WHGV and WCYZ

WHGV: Gainesville, Florida; WCYZ: Ocala, Florida; ; United States;
- Frequencies: WHGV: 99.5 MHz (HD Radio); WCYZ: 99.7 MHz;
- Branding: WHGV: Hot 95.9; WCYZ: Z88.3;

Programming
- Format: WHGV: Christian hip hop; WCYZ: Christian adult contemporary;
- Subchannels: WHGV: HD2: WCYZ simulcast

Ownership
- Owner: Z Ministries, Inc.; (Central Florida Educational Foundation, Inc.);

History
- First air date: WHGV: 1999; WCYZ: 2014;
- Former call signs: WHGV: WBEQ (1998); WWFX (1998–1999); WQVR (1999); WRKG (1999); WBXY (1999–2014); WGMW (2014–2022); ; WCYZ: WGMA (2013–2022);
- Call sign meaning: WHGV: Hot Gainesville; WCYZ: "Cathy", named for volunteer/employee;

Technical information
- Licensing authority: FCC
- Facility ID: WHGV: 76433; WCYZ: 191546;
- Class: WHGV: A; WCYZ: A;
- ERP: WHGV: 2,200 watts; WCYZ: 2,000 watts;
- HAAT: WHGV: 144 meters (472 ft); WCYZ: 174.5 meters (573 ft);
- Transmitter coordinates: WHGV: 29°44′24″N 82°23′11.7″W﻿ / ﻿29.74000°N 82.386583°W; WCYZ: 29°10′59.5″N 82°2′17.1″W﻿ / ﻿29.183194°N 82.038083°W;

Links
- Public license information: WHGV: Public file; LMS; ; WCYZ: Public file; LMS; ;
- Webcast: Listen live
- Website: WHGV: hot959.com; WCYZ: zradio.com;

= WHGV =

Radio station in LaCrosse, Florida

WHGV (99.5 FM) is a Christian hip hop radio station licensed to Gainesville, Florida

WCYZ (99.7 FM) is a Christian adult contemporary radio station licensed to Ocala, Florida.

==History==
Prior to June 1, 2013, the then-WBXY programmed a news/talk format as 99.5 The Star.

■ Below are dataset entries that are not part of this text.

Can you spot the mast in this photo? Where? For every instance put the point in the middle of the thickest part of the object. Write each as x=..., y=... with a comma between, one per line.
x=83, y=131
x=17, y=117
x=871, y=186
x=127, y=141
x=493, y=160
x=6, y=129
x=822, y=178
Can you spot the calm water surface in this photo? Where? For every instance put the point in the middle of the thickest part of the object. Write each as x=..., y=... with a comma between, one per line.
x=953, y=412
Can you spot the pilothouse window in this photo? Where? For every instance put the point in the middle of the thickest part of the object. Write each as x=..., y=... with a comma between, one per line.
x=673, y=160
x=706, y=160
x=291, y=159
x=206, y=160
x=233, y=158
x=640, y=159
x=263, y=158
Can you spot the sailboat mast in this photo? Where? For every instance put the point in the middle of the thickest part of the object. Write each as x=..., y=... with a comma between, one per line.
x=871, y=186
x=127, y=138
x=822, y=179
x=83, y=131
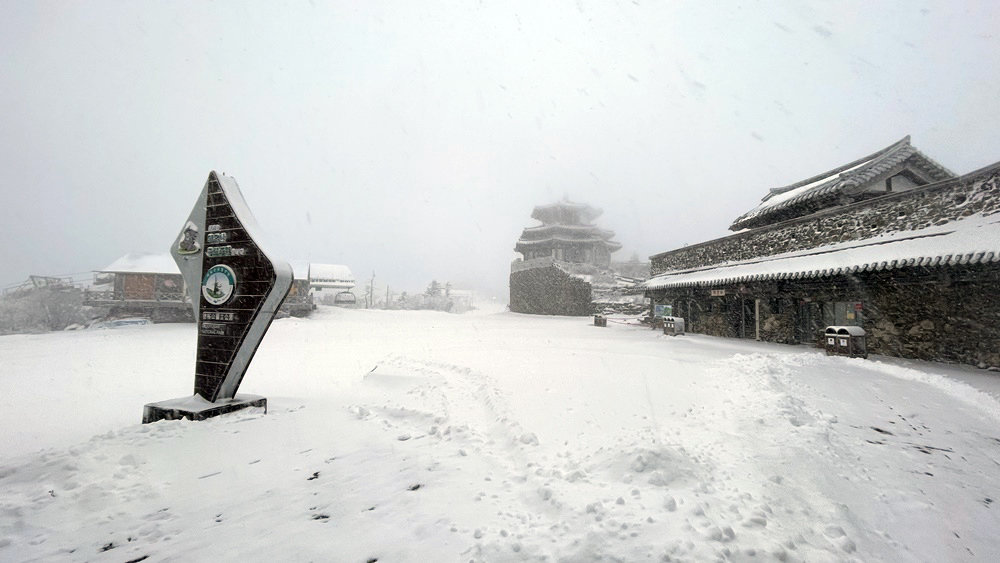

At that time, following the station's sale from Asterisk Communications to JVC Media, it changed to a dance format billed as "Party 99.5," whose direction was patterned after its sister station in Long Island, New York, WPTY. On December 26, 2013, WBXY's dance format moved to WXJZ; the two stations simulcast until January 2014, when JVC announced the sale of WBXY to RDA Broadcast Holdings, LLC. The sale to RDA Broadcast Holdings, at a price of $3.5 million, was consummated on June 3, 2014; on June 4, 2014, RDA flipped WBXY to a simulcast of the then-WGMA, a new adult standards station in Ocala that had signed on at 99.7 in March. WBXY changed its call sign to WGMW on June 5, 2014. WGMW and WGMA changed their format from adult standards to soft adult contemporary on June 6, 2016.

On August 1, 2022, WGMW changed its format to Christian hip hop as a simulcast of WPOZ-HD2, and WGMA changed its format to Christian adult contemporary as a simulcast of WPOZ. Both switches are part of an acquisition by the station's operator Central Florida Educational Association. On September 1, 2022, WGMW changed its call sign to WHGV and WGMA changed its call sign to WCYZ.

Central Florida Educational Foundation closed on the swap for WCYZ and WHGV in September 30, 2022 and owns both stations.